Swinging over to the other pole, Kit and I spent last Saturday at the Printers Alley Lit Fest in downtown Chicago. The crowd with Post Mortem Press brought their best books and their “A” game to sell them. We had six authors Chris Larsen, Brian Dobbins, Cina Pelayo, Michael Matula, Max Booth II and the publishers Eric Beebe and Stephanie Kania-Beebe.
We were tucked beneath a tree on a sidewalk, situated between a vape store and the tent for the Mystery Writers Association. People who actual bought and read books paraded by in a steady stream.
Kit quickly demonstrated her sales technique refined in convention huckster rooms and our vintage/costume store:
“What kind of books do you like to read?”
It’s important to not give them a question they can answer “no” to like “Do you like horror books?” or “Do you like the weird stuff displayed before you on the table?”

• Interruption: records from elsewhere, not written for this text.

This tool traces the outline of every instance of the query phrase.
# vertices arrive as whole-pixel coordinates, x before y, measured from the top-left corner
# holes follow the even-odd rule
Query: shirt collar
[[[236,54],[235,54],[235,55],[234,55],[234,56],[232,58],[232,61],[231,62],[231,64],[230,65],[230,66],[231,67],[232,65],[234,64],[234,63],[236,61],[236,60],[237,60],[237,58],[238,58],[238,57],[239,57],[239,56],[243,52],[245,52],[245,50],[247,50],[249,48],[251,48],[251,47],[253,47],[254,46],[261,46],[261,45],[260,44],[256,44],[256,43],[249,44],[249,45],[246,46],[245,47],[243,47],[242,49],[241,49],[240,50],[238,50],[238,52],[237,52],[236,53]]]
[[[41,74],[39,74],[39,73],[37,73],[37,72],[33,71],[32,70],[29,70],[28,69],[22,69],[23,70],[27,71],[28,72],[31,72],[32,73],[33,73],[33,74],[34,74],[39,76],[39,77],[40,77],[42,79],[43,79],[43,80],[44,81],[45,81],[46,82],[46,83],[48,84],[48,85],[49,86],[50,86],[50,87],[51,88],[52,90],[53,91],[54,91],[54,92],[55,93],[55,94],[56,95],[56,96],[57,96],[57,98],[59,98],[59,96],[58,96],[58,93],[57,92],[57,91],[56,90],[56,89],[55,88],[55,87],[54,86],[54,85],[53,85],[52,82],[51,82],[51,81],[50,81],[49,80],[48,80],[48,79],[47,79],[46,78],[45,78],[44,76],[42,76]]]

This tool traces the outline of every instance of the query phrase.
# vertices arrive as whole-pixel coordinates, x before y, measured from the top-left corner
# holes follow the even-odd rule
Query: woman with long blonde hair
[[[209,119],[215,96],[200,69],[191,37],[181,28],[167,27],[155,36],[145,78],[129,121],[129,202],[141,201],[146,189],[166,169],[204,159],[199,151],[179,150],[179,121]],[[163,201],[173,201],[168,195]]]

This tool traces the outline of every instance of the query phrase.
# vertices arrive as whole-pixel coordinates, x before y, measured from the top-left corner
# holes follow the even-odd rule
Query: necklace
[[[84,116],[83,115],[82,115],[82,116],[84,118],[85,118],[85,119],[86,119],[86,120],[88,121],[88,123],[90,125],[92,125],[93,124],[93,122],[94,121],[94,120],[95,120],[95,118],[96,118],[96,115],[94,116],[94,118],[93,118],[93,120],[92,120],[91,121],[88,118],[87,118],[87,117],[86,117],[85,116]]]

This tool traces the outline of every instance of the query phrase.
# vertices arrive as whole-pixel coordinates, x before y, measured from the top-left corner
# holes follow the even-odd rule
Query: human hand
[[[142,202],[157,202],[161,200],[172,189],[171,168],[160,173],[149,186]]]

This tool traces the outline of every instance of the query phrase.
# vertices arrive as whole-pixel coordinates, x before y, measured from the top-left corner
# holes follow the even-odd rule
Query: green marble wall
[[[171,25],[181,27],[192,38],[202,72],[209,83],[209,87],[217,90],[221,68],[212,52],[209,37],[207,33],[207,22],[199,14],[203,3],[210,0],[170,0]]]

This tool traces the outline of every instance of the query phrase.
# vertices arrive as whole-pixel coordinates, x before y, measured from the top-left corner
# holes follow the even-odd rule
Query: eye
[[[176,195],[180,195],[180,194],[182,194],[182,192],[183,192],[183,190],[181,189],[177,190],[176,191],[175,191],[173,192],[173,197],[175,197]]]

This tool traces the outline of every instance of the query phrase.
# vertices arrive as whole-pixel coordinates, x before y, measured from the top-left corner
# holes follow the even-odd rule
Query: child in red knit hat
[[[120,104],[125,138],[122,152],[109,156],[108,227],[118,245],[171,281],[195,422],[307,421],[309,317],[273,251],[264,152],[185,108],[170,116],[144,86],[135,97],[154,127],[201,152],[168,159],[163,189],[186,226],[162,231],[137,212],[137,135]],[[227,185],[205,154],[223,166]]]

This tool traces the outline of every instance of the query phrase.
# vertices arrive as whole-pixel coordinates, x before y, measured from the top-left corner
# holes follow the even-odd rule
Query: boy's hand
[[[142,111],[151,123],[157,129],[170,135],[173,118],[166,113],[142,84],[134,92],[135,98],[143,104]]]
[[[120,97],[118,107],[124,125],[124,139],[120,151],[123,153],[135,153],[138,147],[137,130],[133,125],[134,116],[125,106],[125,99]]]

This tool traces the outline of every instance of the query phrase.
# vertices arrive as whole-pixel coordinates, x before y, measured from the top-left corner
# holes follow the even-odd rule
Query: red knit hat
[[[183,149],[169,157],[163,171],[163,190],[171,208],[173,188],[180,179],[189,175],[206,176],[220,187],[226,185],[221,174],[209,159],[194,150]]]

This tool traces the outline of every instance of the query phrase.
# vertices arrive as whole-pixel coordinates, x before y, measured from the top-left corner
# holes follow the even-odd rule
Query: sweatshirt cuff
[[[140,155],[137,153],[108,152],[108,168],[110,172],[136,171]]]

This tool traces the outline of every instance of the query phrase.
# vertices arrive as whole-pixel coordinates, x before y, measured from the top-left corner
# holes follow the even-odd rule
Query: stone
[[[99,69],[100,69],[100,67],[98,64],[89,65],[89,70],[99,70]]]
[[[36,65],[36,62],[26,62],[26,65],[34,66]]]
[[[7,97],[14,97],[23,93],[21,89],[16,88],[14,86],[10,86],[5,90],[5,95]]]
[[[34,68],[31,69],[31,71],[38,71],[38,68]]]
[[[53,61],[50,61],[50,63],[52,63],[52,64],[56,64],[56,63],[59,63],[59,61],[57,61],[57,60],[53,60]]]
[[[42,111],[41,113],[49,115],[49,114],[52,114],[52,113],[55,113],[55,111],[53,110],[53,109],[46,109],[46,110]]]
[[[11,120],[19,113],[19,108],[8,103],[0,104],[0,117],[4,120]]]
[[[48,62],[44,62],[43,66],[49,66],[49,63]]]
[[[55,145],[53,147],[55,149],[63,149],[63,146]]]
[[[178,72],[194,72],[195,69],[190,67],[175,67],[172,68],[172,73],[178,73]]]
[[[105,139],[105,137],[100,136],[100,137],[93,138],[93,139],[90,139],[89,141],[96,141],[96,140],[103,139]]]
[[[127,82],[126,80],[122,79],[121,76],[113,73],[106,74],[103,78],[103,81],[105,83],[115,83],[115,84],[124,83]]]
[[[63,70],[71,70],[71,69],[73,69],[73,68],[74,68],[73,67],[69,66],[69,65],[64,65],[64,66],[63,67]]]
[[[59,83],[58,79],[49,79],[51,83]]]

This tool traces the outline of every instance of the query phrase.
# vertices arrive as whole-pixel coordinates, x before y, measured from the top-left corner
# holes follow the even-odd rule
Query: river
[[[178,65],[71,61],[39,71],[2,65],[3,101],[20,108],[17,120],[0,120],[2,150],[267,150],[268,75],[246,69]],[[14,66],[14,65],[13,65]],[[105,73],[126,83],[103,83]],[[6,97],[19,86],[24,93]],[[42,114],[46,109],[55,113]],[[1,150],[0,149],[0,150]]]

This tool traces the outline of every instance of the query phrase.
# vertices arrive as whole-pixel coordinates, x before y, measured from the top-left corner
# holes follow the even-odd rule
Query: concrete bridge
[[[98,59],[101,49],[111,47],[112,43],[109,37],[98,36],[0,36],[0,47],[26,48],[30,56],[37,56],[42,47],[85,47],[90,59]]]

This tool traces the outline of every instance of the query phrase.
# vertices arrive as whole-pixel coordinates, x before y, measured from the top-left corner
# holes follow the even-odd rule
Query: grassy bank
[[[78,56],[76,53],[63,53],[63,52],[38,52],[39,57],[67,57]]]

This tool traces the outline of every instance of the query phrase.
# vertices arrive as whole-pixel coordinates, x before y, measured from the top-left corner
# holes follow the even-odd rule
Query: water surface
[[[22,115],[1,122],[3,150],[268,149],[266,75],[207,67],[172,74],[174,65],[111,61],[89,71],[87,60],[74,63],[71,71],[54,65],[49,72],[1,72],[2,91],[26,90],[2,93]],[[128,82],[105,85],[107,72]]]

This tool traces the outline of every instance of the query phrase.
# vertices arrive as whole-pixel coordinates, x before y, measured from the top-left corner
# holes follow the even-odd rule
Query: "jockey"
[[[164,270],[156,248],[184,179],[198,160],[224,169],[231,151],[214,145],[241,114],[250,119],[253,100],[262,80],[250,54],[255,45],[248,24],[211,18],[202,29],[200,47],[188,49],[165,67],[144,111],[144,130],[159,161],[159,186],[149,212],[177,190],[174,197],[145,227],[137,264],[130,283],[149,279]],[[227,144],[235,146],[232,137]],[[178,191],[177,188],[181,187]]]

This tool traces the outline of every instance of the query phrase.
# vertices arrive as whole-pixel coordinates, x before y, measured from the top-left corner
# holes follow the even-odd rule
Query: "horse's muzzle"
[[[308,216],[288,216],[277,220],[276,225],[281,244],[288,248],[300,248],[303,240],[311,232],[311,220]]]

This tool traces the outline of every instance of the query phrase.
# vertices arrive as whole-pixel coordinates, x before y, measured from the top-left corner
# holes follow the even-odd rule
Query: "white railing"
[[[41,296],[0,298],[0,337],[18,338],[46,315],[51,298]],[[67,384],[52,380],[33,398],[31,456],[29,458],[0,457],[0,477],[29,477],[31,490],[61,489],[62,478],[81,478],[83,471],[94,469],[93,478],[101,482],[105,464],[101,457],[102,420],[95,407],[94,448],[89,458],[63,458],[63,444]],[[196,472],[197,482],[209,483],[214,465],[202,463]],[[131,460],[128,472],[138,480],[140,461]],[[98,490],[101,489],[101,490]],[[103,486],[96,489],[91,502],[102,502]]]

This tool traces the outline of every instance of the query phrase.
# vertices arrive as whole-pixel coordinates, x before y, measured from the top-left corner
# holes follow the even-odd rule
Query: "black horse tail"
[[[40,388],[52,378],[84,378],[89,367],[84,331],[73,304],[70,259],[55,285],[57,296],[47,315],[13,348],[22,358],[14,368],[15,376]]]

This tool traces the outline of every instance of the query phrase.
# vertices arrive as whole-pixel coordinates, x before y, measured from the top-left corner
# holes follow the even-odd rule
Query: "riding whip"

Some answered, “I like all different kinds of books.” To that we could answer: “You’re in luck, these are some very different books.” A little probing and pressing finds the horror or mystery or non-fiction the reader needs.
If the potential buyer wasn’t overwhelmed with the beauty and quality of the product, Kit followed up with a second line of attack:
“We have the authors of the books here, and they’d be glad to sign their books for no extra charge.”
The authors would jockey for position, even offering to sign other people’s books. The buyer’s fate was sealed.
At the Lit fest, we picked up on Kit’s techniques quickly, selling each other’s books and outselling Post Mortem Press’s clearance bin.
As we experimented with new techniques, huckstering became street theater. I juggled to garner attention and Max made up a sign to pitch “Toxicity” along the lines of “I am poor and there is a big lizard in my backyard. Buy my book so I can feed it.”
One of the festival staffers approached me about “the weird guy” that was lurking near our table.
“Don’t worry, he’s with us,” I assured the staffer, “and it’s a weird book.”